Fred sold his house in April 2010, but he’s still fighting with his mortgage lender about the cost of getting out early.
He knew he’d be penalized to break out of a five-year closed mortgage with 26 months left in the term. But he figured he paid $3,000 too much because of the way the penalty was calculated.
The lender used an interest rate of 6.05 per cent, not the 5.55 per cent rate he was paying - the only rate shown in his mortgage document.
Adding a half-point to the so-called discounted rate meant he was charged $13,125, instead of the $10,000 he thought he actually owed.
“As a lawyer, I’m embarrassed at being caught out by such a manipulation,” said Fred (who doesn’t want to use his real name).
“My knowledge of contract law suggests they shouldn’t be able to impose a discount not referenced in the documents.”
I often hear complaints from readers about the way financial institutions calculate penalties for getting out of closed mortgages before the term ends.
Most lenders require paying a penalty of either three months’ interest or an interest-rate differential (IRD), whichever is higher, to make an early exit.
Since rates have dropped in recent years, the IRD – based on the gap between the original rate and the rate for the remaining term, the outstanding balance and the number of months left – is almost always used.
Here’s the problem: Lenders calculate these penalties in different ways. There’s no standardization. Disclosure is minimal.
As a result, borrowers get hosed when they refinance or sell their homes.
Finance Minister Jim Flaherty promised to bring in rules to standardize the calculation and disclosure of mortgage penalties in his 2010 budget.
Why has there been no progress in more than a year? The answer I received made me think that lenders are working to delay implementation.
“As these issues are complex, they are still under development at this time,” said Stephanie Rubec, a finance department spokeswoman, in early March.
“Over the coming months, measures pertaining to mortgage prepayment penalties will be advanced.”
With a federal election coming in May, new rules for IRD penalties will be put off even longer.
So, here are five tips for those taking out mortgages or renewing mortgages in the coming months.
Think twice about taking out a closed mortgage.
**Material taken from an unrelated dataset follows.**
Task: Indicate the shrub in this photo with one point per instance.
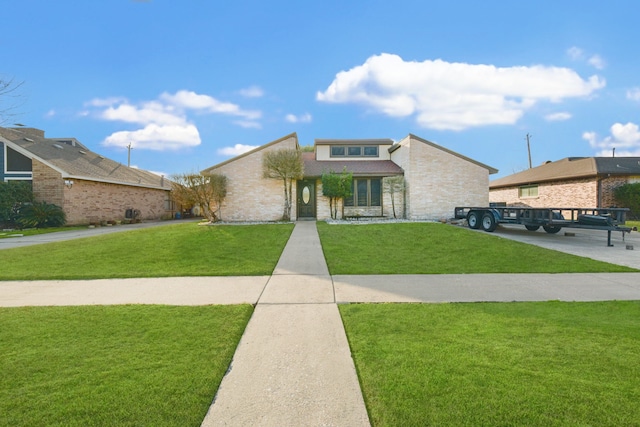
(41, 215)
(628, 196)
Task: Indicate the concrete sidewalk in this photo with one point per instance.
(293, 365)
Get an open mortgage or a variable-rate mortgage that won’t penalize you for leaving early. You can always lock in to a fixed-rate mortgage later if interest rates shoot up.
Consider a three-year term if you’re getting a fixed-rate mortgage. Lenders push a five-year term because it’s more profitable, but they know the average mortgage is held only three years. Life is uncertain, so why tie yourself up and pay a big penalty to leave? Do you know what you’ll be doing in 2016?
Find out if the rate you’re offered is a discounted rate that will be grossed up if you want to leave early. Ask the lender to give you something in writing that lays out the formula used to calculate the IRD penalty (since you rarely find it in your mortgage documents).
Remember that IRD penalties are a moving target. The lender can quote one amount today and a higher amount tomorrow, depending on the time it takes to sell your property. CBC TV news ran a recent story of a man whose penalty had doubled to $33,800 because the calculation had changed over a few months.
Make sure the lender lets you make a prepayment before discharging your mortgage. Most contracts allow prepayments of 10 to 25 per cent of the balance each year without penalty. But unless you ask, you may not be given the option, despite successful class actions against banks in recent years.
In Fred’s case, the lender didn’t apply his prepayment privileges. Luckily, he caught the error and made a $73,000 prepayment on the day the mortgage was discharged.
He had access to the funds because he was buying and selling a property at the same time, but he still had to fight to get the money to the lender.
“Thankfully, I was able to make the maximum permitted prepayment on the day of closing, but only after a last-minute and stressful series of phone calls with my real estate lawyer and the bank,” he says.
Learn from Fred’s experience. The banks are not your friend and their offers of discounted rates can come back to bite you later on.
Finally, use an accredited mortgage broker to find the best product for you and minimize the IRD penalty. They know how to negotiate with banks and they can help you fight for your rights.